Guide to Professional Development of
Out-of-School Science Activity Leaders

From the National Partnership for After School Science (NPASS)

NPASS

Roles for Activity Leaders

The links on this page provide everything needed to present a 30-minute, adult-learning session exploring how the roles adopted by activity leaders can affect their interactions with youth.

This session includes three skits to be acted out and discussed by participants. Each skit takes place in the same informal learning setting, but the activity leader takes on a different role with the children. The first skit represents an activity leader who acts as a sage on the stage. This activity leader sees himself as the focus of attention and the provider of knowledge to the children or youth. The second skit represents a guide on the side approach. This skit helps show how a thoughtful facilitator can encourage thinking and investigating in children or youth. Participants then discuss the effectiveness and contrast between adopting these two approaches. The third skit features an activity leader who acts as an entertainer—still a sage on the stage, but more dramatic and engaging to children. This can be a very common role adopted by out-of-school activity leaders. The discussion after the third skit provides an opportunity for activity leaders to think about and discuss the merits and disadvantages of this approach, and to evaluate how roles they adopt, either consciously or unconsciously, may affect children or youth in their activity sessions. Although making these role distinctions is useful to illustrate the range of approaches seen in out-of-school settings, they are not mutually exclusive. The activity leaders in the skits represent stereotypical roles, but in actuality, activity-leading takes place along a continuum that incorporates and combines many different approaches, depending on the activity. The message emphasized in this session is that being a guide on the side as much as possible, will allow for youth to engage in making sense of their experiences and truly benefit from science activities in the out-of-school setting.
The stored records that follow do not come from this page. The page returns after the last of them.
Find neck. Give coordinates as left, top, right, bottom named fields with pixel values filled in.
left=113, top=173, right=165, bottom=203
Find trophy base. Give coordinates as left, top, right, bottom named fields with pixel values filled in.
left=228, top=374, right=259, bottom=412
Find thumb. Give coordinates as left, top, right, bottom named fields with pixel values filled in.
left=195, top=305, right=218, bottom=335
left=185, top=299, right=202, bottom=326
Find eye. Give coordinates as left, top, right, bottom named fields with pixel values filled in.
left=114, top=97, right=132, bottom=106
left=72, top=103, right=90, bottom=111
Note: This session can be effectively combined with the Questioning Strategies session to make an hour-long session on questioning strategies and the role of an activity leader. If you have already presented the Questioning Strategies session to your participants, the debrief discussion led with participants after each skit can be used as an example of the Discussion Map as introduced in the Questioning Strategies session. The skits can also be examined with a focus on usage of broad and focused questions.